Author Daniel J. Flynn wrote the book, “The War on Football,” two years ago.
He thinks Chris Borland’s retirement is leading to inaccurate narratives about football.
“The reality that NFL players are far less likely to commit suicide than men in society takes fans aback,” Flynn wrote today for Breitbart.com. “We know that NFL players boast dramatically lower suicide rates than the guys who watch them because Chris Borland’s union, suspecting otherwise, petitioned scientists employed by the federal government to conduct a mortality study, which found a suicide rate among NFL players less than half the rate for those outside of the game.

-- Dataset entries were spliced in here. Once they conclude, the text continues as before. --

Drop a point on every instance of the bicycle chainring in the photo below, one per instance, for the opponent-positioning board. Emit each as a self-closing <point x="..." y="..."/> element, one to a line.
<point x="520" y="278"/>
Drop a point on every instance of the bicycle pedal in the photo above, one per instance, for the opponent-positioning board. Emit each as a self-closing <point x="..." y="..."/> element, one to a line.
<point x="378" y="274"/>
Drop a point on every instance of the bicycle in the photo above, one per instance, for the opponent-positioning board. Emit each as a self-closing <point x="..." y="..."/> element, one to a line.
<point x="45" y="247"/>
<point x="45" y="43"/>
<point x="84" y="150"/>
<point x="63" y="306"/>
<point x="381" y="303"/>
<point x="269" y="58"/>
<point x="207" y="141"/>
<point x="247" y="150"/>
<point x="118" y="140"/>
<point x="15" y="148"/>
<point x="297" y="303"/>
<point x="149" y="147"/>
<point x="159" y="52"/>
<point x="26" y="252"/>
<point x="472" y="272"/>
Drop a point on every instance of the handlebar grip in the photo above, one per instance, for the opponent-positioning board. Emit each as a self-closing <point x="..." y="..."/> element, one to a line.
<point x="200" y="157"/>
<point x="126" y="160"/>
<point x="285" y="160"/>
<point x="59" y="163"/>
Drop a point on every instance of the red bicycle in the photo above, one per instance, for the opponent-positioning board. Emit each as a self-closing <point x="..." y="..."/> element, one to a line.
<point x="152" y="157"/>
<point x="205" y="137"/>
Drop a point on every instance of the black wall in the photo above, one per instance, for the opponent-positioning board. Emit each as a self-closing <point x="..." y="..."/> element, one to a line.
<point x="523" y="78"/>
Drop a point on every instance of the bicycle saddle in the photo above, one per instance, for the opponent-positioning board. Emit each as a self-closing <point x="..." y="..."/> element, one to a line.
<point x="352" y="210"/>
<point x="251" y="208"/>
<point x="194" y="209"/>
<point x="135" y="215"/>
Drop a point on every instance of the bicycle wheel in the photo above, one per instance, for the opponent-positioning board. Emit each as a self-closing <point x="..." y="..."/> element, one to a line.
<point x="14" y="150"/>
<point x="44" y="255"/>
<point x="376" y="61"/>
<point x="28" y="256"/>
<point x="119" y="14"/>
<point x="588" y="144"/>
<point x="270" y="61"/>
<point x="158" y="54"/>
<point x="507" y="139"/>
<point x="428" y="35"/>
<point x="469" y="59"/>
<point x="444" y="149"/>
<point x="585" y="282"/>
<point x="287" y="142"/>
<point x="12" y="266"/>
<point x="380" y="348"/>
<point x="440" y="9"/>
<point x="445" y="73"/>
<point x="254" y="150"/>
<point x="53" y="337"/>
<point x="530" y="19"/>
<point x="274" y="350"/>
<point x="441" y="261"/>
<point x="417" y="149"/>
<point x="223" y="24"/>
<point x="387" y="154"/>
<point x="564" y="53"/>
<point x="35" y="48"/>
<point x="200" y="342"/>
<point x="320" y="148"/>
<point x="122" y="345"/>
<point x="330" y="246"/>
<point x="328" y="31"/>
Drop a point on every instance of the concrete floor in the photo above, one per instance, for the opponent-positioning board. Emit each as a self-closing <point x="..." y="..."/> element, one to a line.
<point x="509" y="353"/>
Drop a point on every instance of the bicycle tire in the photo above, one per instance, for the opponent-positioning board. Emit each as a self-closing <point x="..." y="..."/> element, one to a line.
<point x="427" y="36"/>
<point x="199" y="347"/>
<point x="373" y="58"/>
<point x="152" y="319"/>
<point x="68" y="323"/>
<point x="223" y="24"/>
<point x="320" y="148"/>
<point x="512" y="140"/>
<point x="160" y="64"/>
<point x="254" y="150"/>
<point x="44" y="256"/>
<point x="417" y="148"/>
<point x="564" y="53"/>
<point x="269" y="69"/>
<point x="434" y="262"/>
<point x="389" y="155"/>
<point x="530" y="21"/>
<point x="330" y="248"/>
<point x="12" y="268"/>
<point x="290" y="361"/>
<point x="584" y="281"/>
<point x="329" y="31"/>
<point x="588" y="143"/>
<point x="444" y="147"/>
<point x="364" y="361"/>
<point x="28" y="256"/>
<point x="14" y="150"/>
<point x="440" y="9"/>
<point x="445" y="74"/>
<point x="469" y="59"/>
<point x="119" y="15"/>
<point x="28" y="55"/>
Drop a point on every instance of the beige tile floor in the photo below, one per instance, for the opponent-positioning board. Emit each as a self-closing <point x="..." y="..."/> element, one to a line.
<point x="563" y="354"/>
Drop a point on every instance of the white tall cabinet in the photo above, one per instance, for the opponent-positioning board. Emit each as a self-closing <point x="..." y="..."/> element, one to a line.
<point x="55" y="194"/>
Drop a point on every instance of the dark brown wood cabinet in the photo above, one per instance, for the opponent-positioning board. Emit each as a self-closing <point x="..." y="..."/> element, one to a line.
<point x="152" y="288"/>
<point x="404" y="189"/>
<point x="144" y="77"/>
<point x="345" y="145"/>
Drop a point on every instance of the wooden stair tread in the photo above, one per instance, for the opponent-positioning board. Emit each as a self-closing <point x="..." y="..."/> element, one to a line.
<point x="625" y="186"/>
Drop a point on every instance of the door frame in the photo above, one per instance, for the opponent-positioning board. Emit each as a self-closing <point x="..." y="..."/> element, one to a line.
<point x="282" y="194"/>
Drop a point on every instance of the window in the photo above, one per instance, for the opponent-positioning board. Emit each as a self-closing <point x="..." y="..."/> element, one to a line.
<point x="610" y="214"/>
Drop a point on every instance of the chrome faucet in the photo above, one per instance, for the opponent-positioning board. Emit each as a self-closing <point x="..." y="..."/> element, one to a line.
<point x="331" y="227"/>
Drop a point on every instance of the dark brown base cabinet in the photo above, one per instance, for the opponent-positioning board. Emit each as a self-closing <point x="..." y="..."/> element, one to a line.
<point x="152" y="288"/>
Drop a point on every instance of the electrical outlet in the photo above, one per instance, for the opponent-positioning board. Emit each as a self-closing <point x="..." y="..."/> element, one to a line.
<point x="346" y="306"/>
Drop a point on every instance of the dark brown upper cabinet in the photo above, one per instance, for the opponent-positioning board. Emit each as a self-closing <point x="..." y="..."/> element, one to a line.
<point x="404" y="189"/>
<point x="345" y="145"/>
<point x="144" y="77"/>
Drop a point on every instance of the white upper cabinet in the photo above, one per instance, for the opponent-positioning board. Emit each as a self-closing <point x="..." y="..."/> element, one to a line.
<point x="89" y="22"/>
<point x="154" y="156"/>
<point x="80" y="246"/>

“Borland cites wanting to live a long and healthy life as a reason for retiring at 24. But again, NFL players tend to live longer, healthier lives than their peers outside of the game. When the National Institutes for Occupational Safety and Health (NIOSH) looked at 3,439 NFL retirees who played five or more seasons from 1959 to 1988, they discovered a mortality rate of 10 percent for the players versus 18 percent for men in society. This means 291 people lived who the actuarial tables tell us would have been dead if they had merely come from America instead of come out of America’s Game. The athletes enjoyed dramatically lower death rates for cancer, heart disease, respiratory illness, and diabetes. In fact, in 14 of 17 common killers examined the the pros beat the Joes.”